Why Merchants Should Try to Avoid Chargebacks

High Risk Merchant Chargeback

Anyone who purchases products or services from a business or organization using a credit or signature debit card can dispute the charges because of the Fair Credit Billing Act of 1974, which is a law designed to protect consumers from credit card processing transaction errors and fraud. A cardholder has up to 60 days to request a refund from the bank that issued their card. If the issuer determines that the chargeback is legitimate, then the merchant can challenge the action.

Whether the reason for a chargeback is legitimate or not, all chargeback adversely impact merchant accounts. Consider the following:

Common Reasons for Chargebacks

A cardholder might claim that they’re a victim of identity theft and that a criminal or even family member used their card without approval. They might also say that they were simply overcharged for a product or service. A merchant might have inputted the wrong amount before running the card through a credit card terminal or point-of-sale system. Of course, there are unscrupulous merchants who commit credit card processing fraud and overcharge slightly with the hope that a customer won’t notice. Some cardholders also discover that a merchant supplied them with a subpar product or failed to complete a billed service.

It’s important to note that there are scenarios, known as friendly fraud chargebacks, in which cardholders demand a refund through their issuers on valid charges for less-than-valid and even criminal reasons. The most innocent example of friendly fraud is when a cardholder merely forgets that they actually approved the transaction, as often seen with purchases made late at night and monthly automatic subscription charges. When they realize their mistake, most consumers immediately apologize and permit merchants to rerun the transactions. In more serious friendly fraud scenarios, a cardholder fails to follow the correct steps for a refund, purposely tries to get a product or service for free or attempts to bypass other standard transaction processes.

For example, instead of trying to get a refund directly from a merchant for a product or service that didn’t meet their expectations (i.e. buyer’s remorse), the cardholder contacts their bank and demands help. Some cardholders go through the chargeback process because they waited too long to return a product and missed the merchant’s return deadline or don’t want to have to pay a restocking fee. Retaliation is another reason. A cardholder who had a bad customer service experience might feel that a merchant doesn’t “deserve” the money and comes up with some other reason to demand a refund through their bank.

Impact of Chargebacks on Merchant Accounts

Chargebacks can negatively affect all aspects of a merchant’s processing account. Merchants typically pay a penalty fee per transaction based on several times the total amount of the chargeback. As of 2020, the standard fee is between $20 and $100. That said, they might receive a fee as high as two-and-a-half times the transaction amount. Even if the merchant successfully disputes the chargeback, the event might still count toward their monthly chargeback-to-transaction ratio that is used to determine risk. Some merchants receive fines that reach thousands of dollars if they go above the predetermined chargeback monthly threshold.
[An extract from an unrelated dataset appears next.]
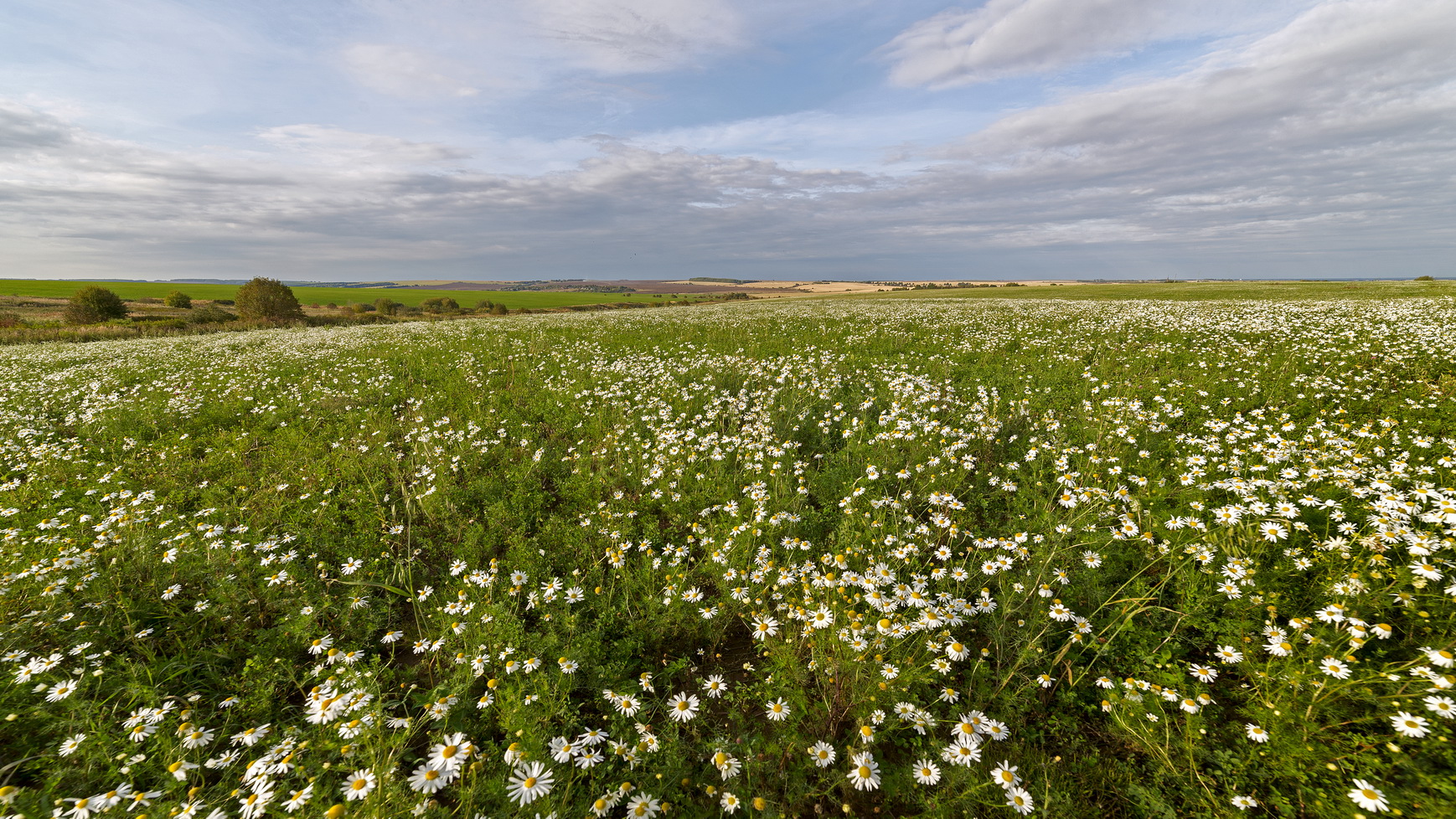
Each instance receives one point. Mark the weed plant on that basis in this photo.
(899, 558)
If a business or organization has a chargeback rate of one percent or higher in a month, normally based on the total chargebacks divided by the total transactions, they become marked as a “high risk” merchant. They might receive higher processing fees. They might have to agree to set up a merchant account reserve that places a percentage of their revenues into an account as a security deposit to protect the processing bank from losing funds during chargebacks. In a worst case scenario, the processing company terminates the merchant’s account. Some merchants learn that they’ve been blocked from establishing a new account with any other processor for several years.

Other Negative Outcomes Related to Chargebacks

With a single chargeback, there is always the potential loss of merchandise and future revenues related to it. When the chargeback involves a service, a merchant experiences financial losses because of money spent on employees, equipment and labor with no equivalent or better incoming revenues to offset the costs. A history of a high number of chargebacks on a merchant account can result in the merchant experiencing difficulty with gaining approval for a bank loan and other types of credit. Brand and reputation damage and loss of sales also occur because many cardholders who go through the chargeback process make public complaints through industry, review and social websites.

Top Ways to Prevent Chargebacks

All merchants can reduce legitimate chargebacks. They need to always attempt to excel when providing products, services and customer service. Merchants need to take steps to guarantee that their products and services are always of the highest quality. They should offer a reasonable return policy time frame so that customers never feel that they are forced to use the chargeback process for a return-style refund. Lastly, merchants need to train employees to double check inputted amounts before running transactions and follow security steps to guarantee that customers aren’t using cards in fraudulent ways.